Andrei Gruzsniczki: J'ai démarré à partir d'une histoire que je connaissais et qui remontait à ces années là, celle d'un architecte parti pour un congrès international et qui n'était jamais revenu. S'était ensuivie une véritable odyssée pour que sa famille et lui puissent se retrouver. Car si la République Socialiste de Roumanie avait signé tous les traités internationaux sur la libre circulation des citoyens, en particulier les accords d'Helsinki, les autorités de Bucarest faisaient le maximum pour paralyser les choses. Obtenir un passeport pouvait parfois prendre quelques années.

Pouquoi avez-vous choisi le domaine des mathématiques ?

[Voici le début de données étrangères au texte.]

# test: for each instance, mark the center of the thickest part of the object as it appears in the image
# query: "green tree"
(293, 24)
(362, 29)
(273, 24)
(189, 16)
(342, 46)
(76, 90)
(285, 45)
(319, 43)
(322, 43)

Au départ, le personnage de Parvu était un ingénieur. Il est devenu un mathématicien après ma lecture de la biographie du mathématicien Octav Onicescu. Quand j'ai commencé à écrire le scénario, j'ai beaucoup lu sur cette époque. L'un des ouvrages qui m'a intéressé était le dossier de la police secrète sur Onicescu et les notes d'information qu'il contenait. Ce document révèle le mécanisme fonctionnel des agents qui "étudiaient" les individus, mais aussi le degré d'intrusion dans leurs vies. Par exemple, les retranscriptions des écoutes téléphoniques allaient jusqu'à inclure même des recettes de cuisine. Beaucoup de choses qui étaient ainsi découvertes ressemblent à des données du genre Facebook, à ces informations volontairement révélées par un individu sur les réseaux sociaux. Et cela conduit à penser que les réseaux sociaux Internet sont l'outil le plus efficace d'information pour les services secrets, dans notre société fast-food. Mais là, je digresse... Pour en revenir à Onicescu, j'ai remarqué que ceux qui l'étudiaient ne savaient absolument pas si le sujet de leur observation avait une valeur ou non. Et c'est normal car ils n'étaient pas spécialisés. Ceci signifie que la police d'Etat, la Securitate, devait tirer des conclusions avec l'aide de spécialistes extérieurs qui n'étaient pas forcément des supporters acharnés du régime. Cela conduisait à des doutes sans fin, dans un domaine où la valeur d'une théorie peut quelquefois susciter de longs débats y compris entre mathématiciens. Et cela veut dire que la notion de valeur est difficile à organiser dans une hiérarchie. D'où la question: "Qui fixe la valeur?” Et c'est ainsi que le régime en est arrivé au dossier personnel (ndr. qui évaluait un individu à travers le prisme de "côté sain de sa personnalité") qui se substituait en général aux capacités personnelles. Finalement, c'est cette volatilité de la hiérarchie qui m'a poussé à placer mon personnage dans le domaine des mathématiques.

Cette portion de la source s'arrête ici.